Because wait queues are modified by interrupt handlers as well as by major kernel functions, the doubly linked lists must be protected from concurrent accesses. Synchronization is achieved by the lock spin lock in the wait queue head. Each element in the the queue represents a sleeping process. However, it is not always convenient to wake up all sleeping processes in a wait queue. For instance, it two or more processes are waiting for exclusive access to some resource to be released, it makes sense to wake up just one process in the wait queue. This process takes the resource, while the other processes continue to sleep. This avoids a problem know as "thundering herd"
Thus, there are two kind of process: exclusive processes are selectively woken up by the kernel, while nonexclusive processes are always woken up by the kernel when the event occurs.
Process Switch
To control the execution of processes, the kernel must be able to suspend the execution of the process running on the CPU and resume the execution of some other process previously suspended. This can be called: process switch, task switch, or context switch.
Hardware Switch
While each process as its own address space, all them have to share the CPU registers. So before resuming the execution of a process, the kernel must ensure that each such register is loaded with the value it had when the process was suspended.
The hardware context is the set of data that must be loaded into the registers before the process resumes its execution on CPU. It is a subset of the process execution context, which includes all information needed for the process execution. In Linux, a part of the hardware context of a process is stored in the process descriptor, while the remaining part is saved in the Kernel Mode stack. As context switch occur quite often, it is important to minimize the time spent in saving and loading hardware contexts.
Process switching occurs only in Kernel Mode. The contents of all registers used by a process in User Mode have already been saved on the Kernel Mode Stack (KMS) before performing process switching.

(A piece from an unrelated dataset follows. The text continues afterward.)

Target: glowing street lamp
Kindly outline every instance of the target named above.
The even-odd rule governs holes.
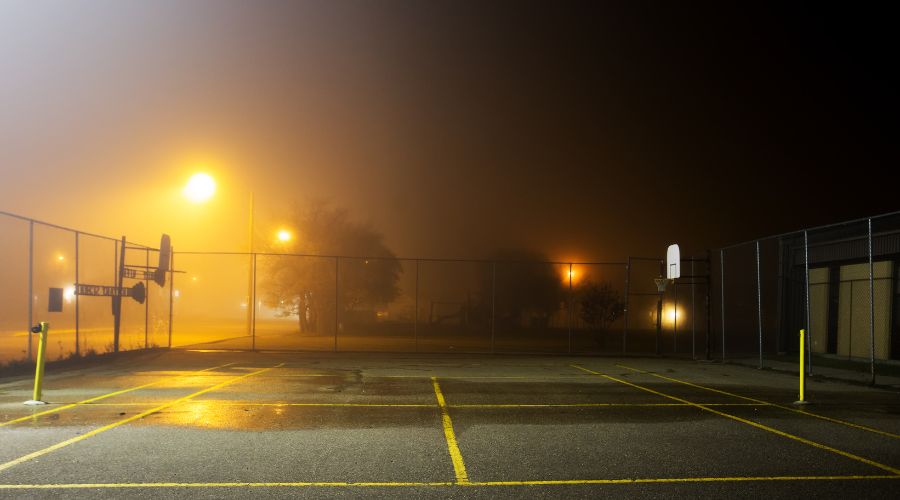
[[[216,192],[216,181],[209,174],[200,172],[188,179],[182,194],[192,203],[204,203]]]
[[[278,241],[280,241],[281,243],[287,243],[291,241],[291,239],[293,239],[293,235],[287,229],[278,230],[278,234],[276,234],[276,236],[278,237]]]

Essentially, every process switch consists of two steps:
- Switching the Page Global Directory to install a new address space;
- Switching the KMS and the hardware context, which provides all the information needed by the kernel to execute the new process, including the CPU registers.
Creating Processes
Unix operating system rely heavily on process creation to satisfy user requests. For example, the shell creates a new process that executes another copy of the shell whenever the user enters a command. Unix treat all processes in the same way: resources owned by the parent process are duplicated in the child process. This approach makes process creation very slow and inefficient. Modern Unix kernels solve this problem by three different mechanisms:
- Copy on write COW;
- Lightweight processes allow both the parent and the child to share many per-process kernel data structures.
- The vfork() syscall creates a process that shares the memory address space of its parent. To avoid the parent from overwriting data needed by the child, the parent's execution is blocked until the child exits or executes a new program.